That probably puts it on a $500 million or better run rate for 2015, and it means that we’re not just seeing one small company grow in one area. Rather, we’re seeing evidence of a massive and significant change in consumer/mobile user behavior: intentionally watching video advertising on small screens.
It’s not shocking that this change is most noticeable in richer, developed nations.
The U.S. leads in this category, followed by Canada, the U.K., and Australia. German, Japan, and France round out the top seven nations on this score. The richer, larger nations tend to have better infrastructure for delivering quality video on mobile, higher levels of fast mobile device penetration, and — of course — more advertisers trying to reach potential customers for higher-priced goods and services.
What is shocking is just how much higher-value these video impressions are.
Video is now 12.8 percent of impressions across the Opera Mediaworks demand-side empire, but it accounts for that already mentioned 55 percent of dollars delivered to publishers.

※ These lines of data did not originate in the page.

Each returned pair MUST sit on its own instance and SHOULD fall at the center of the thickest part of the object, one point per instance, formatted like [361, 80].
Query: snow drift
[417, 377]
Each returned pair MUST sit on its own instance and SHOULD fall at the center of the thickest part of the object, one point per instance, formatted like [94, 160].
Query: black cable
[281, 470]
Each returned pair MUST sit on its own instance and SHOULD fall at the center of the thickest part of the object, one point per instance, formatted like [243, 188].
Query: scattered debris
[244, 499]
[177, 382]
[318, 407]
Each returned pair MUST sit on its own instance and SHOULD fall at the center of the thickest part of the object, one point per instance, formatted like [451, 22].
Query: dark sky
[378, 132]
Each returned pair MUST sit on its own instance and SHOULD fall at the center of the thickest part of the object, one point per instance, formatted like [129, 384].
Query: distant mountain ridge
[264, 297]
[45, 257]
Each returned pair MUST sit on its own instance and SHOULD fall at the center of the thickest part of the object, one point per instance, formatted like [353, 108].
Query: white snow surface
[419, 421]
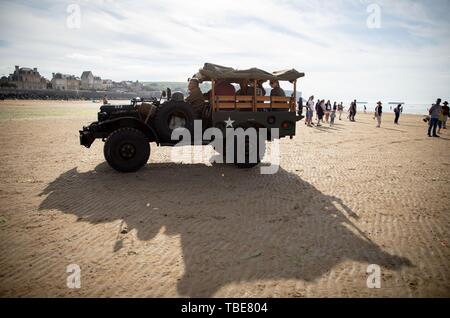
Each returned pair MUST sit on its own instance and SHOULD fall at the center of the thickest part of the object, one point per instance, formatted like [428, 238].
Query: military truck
[128, 130]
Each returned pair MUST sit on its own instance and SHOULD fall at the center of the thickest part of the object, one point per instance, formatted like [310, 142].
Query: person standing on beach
[445, 113]
[327, 111]
[352, 111]
[309, 111]
[300, 108]
[320, 112]
[378, 113]
[333, 114]
[435, 111]
[340, 109]
[397, 111]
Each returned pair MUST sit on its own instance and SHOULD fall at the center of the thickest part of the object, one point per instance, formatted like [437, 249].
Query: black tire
[164, 115]
[127, 150]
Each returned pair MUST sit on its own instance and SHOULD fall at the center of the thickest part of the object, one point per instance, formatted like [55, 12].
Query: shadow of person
[234, 225]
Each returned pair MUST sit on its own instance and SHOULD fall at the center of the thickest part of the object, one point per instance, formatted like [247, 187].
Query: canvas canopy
[216, 72]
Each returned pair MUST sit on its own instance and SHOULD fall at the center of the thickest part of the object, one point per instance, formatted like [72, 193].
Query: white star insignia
[229, 122]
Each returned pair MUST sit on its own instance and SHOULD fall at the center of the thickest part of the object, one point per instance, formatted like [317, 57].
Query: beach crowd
[327, 112]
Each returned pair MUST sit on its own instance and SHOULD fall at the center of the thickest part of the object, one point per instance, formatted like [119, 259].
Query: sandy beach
[344, 197]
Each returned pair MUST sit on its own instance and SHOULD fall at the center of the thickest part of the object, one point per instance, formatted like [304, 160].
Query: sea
[408, 108]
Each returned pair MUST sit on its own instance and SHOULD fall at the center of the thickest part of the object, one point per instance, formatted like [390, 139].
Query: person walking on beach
[340, 109]
[352, 111]
[309, 111]
[435, 111]
[320, 112]
[445, 113]
[378, 113]
[300, 108]
[327, 111]
[397, 110]
[333, 114]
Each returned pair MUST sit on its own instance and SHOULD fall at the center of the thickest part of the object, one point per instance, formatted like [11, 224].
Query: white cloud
[169, 40]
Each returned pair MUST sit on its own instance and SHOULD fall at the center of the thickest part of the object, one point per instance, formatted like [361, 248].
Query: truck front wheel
[127, 150]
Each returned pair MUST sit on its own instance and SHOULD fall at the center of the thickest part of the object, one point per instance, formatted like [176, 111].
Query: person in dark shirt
[445, 113]
[276, 89]
[379, 113]
[397, 111]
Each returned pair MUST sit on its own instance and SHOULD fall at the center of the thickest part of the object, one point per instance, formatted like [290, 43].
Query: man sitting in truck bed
[195, 98]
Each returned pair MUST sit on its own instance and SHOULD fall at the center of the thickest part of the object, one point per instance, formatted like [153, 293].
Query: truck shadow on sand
[234, 225]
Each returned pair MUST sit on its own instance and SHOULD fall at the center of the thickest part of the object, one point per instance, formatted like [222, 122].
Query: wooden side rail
[246, 102]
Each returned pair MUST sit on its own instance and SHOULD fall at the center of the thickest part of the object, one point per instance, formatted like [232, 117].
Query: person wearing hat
[435, 111]
[378, 113]
[445, 113]
[397, 110]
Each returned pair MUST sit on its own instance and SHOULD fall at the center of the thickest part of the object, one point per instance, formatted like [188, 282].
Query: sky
[396, 50]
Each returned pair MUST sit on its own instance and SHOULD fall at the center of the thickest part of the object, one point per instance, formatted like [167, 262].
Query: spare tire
[172, 115]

In other words, this is an ad unit that punches above its weight from both the publisher and advertiser point of view. And, in this age of hyper-measurement of impressions, conversions, attributions, and ROI, it’s an ad unit that is proving its effectiveness.
In other news, Android has overtaken iOS in mobile ad revenue, at least for the segment of users that Opera sees, which is a little more globally distributed than other more U.S., Asian, or European-focused networks. Opera has significant presence in Africa, South America, and the Middle East, all of which skew Android to a higher degree than North America or Europe.
And there’s good news for social networks:
Social networking apps took in the lion’s share of both ad impressions and — narrowly — ad revenue in mobile, with 30 percent of the impressions and about 17 percent of the revenue. Casual mobile games came in a close second in revenue on far fewer impressions.
Perhaps not surprisingly, movie and TV networks accounted for the largest use of video in their ad campaigns, followed by food and drink, and then automotive:
Interestingly, games did not make nearly as extensive use of video.
“The key question is how do you drive marketing effectiveness and efficiency,” Kassoy said. “The brands that are more advanced and sophisticated are moving from awareness — like TV — to some form of engagement … which would lead to learning more about a product or service, and ultimately to a purchase.”
What are the next big changes for video? Native advertising and programmatic, said Kassoy.